Some interesting ideas, but you're off on a bunch too.

One, Brad lives works from San Francisco, although he does have contacts in publishing.

Two, Brad didn't gloat about beating out bloggers. Lyons did take a dig at Vallywag in his post.

Three, Moreover, "old media" vs "new media" is irrelevant here. There is a very interesting phenomenon as amateur media (people who don't earn their living from content) competes (often quite well) with professional media. But in this split Valleywag and the New York Times are on the same side--we work full time to find out interesting stuff and present it to readers through one or more distribution formats. To do this well we need to have relationships with sources, and those relationships often help and sometimes hurt our mission.

There was a fun game going on among pros and amateurs to answer the implicit challenge of FSJ's anonymity. Brad, the folks at Gawker Media, and anyone else who wanted to join in were on a largely level playing field.

Four, One job that general media has performed forever is to monitor more specialized outlets for items of broader interest. This is good, and indeed, much of what blogs do. Whether attribution is needed depends on the case. But the Internet allows mass publications to offer links to source material and other commentary more easily and the blog culture is helping encourage that.


Posted by Saul Hansell at August 8, 2007 07:56 AM

Hi Saul,
I actually never said that Brad gloated. I didn't mean to imply everyone I discussed in my post did.

Sorry for that confusion. I mean that the article embedded under the phrase "there's been a lot of gloating" was the one doing the gloating.

It's located here:

and if you read it, all the way through it's gloating about how it was traditional media that figured out that a traditional media person wrote the blog:

"Now for the really good part: Both the blogger and the guy who outed him are from staunch bastions of Old Media, Forbes magazine and The New York Times."

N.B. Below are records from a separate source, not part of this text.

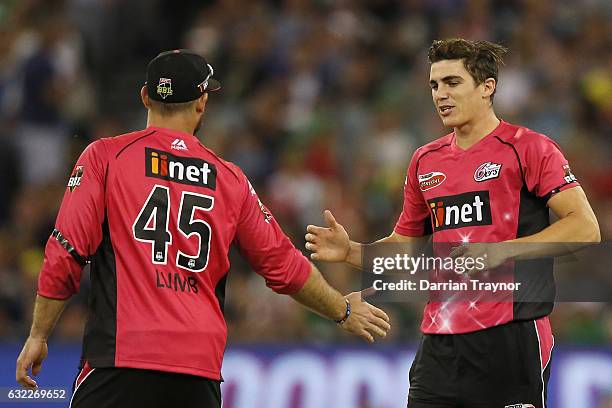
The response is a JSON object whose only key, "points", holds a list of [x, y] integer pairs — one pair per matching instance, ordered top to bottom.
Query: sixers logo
{"points": [[487, 171], [431, 180]]}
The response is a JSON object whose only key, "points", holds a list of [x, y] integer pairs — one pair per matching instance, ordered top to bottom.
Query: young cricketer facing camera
{"points": [[488, 181]]}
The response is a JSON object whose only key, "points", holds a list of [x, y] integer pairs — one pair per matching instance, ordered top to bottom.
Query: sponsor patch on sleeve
{"points": [[75, 178]]}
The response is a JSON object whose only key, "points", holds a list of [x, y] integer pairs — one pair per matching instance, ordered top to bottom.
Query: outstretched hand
{"points": [[329, 244], [366, 321], [31, 357]]}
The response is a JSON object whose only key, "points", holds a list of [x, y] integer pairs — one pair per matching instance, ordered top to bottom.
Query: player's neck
{"points": [[178, 122], [470, 133]]}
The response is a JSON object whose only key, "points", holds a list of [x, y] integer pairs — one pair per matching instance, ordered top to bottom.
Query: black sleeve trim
{"points": [[64, 242]]}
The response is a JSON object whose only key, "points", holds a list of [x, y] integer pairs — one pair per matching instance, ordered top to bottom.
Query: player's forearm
{"points": [[566, 235], [320, 297], [46, 313]]}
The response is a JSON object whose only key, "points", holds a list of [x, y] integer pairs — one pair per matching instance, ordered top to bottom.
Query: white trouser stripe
{"points": [[79, 384]]}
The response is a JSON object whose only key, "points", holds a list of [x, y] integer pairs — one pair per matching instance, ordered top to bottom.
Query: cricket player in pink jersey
{"points": [[488, 181]]}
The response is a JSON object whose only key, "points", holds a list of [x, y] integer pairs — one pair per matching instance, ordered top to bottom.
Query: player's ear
{"points": [[488, 87], [144, 96], [201, 102]]}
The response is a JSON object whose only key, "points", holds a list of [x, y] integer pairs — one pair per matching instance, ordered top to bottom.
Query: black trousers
{"points": [[501, 367], [129, 387]]}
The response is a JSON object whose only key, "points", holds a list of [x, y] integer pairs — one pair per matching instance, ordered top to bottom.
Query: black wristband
{"points": [[347, 314]]}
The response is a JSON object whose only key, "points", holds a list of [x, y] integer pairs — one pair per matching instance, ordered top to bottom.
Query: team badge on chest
{"points": [[487, 171], [431, 180]]}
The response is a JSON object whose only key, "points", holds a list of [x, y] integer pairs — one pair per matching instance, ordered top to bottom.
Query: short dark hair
{"points": [[481, 59], [169, 109]]}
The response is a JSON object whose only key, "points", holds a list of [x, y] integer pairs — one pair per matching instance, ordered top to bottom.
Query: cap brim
{"points": [[213, 85]]}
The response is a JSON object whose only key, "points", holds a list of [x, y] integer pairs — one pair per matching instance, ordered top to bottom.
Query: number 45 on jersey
{"points": [[157, 209]]}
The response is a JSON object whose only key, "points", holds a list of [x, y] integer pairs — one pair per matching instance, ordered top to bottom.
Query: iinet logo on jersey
{"points": [[178, 144], [185, 170], [462, 210]]}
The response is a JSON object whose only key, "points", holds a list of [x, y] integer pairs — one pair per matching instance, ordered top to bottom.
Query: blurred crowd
{"points": [[323, 103]]}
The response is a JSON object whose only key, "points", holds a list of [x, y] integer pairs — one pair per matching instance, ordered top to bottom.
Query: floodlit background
{"points": [[323, 103]]}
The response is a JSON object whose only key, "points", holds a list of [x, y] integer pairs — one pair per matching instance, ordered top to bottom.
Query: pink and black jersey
{"points": [[496, 190], [154, 212]]}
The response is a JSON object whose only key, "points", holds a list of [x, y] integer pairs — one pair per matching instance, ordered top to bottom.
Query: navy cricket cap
{"points": [[179, 76]]}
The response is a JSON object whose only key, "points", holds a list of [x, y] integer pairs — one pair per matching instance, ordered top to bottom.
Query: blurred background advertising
{"points": [[323, 104]]}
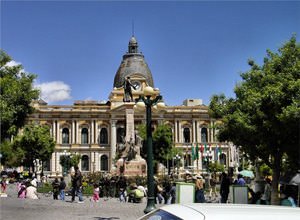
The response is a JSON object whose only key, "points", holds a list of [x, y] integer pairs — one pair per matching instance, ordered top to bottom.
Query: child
{"points": [[96, 193]]}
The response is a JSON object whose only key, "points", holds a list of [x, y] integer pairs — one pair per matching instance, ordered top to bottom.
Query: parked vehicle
{"points": [[209, 211]]}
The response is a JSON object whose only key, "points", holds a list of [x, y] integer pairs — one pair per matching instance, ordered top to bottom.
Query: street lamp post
{"points": [[148, 103], [66, 155], [207, 155], [177, 158]]}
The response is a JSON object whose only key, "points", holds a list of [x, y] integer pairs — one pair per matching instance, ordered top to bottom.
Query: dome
{"points": [[132, 40], [133, 63]]}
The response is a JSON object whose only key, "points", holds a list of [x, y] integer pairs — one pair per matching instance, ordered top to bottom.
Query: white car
{"points": [[210, 211]]}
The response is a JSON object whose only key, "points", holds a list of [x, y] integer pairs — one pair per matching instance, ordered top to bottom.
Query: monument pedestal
{"points": [[133, 167]]}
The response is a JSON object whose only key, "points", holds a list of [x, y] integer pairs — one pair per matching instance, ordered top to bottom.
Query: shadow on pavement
{"points": [[109, 218]]}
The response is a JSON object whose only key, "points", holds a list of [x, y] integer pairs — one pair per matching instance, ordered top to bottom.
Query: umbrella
{"points": [[247, 173]]}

and then this a little further down:

"Reached by cell phone in Maine, where he had just begun a family vacation, Lyons said he has heard from several friends who found it ironic that someone from a "dead-tree" media outlet, and not a fellow blogger, had succeeded in solving the puzzle."

"'They said the blogosphere is so nearsighted that they only know the world they inhabit,' Lyons said, noting that several bloggers were trying to use high-tech tricks such as tracing the electronic signatures of e-mails to figure out who Fake Steve was."

"Meanwhile the Times reporter did some shoe-leather reporting by contacting people in the publishing world to gather hints from a proposal for a book that Fake Steve is coming out with in the fall."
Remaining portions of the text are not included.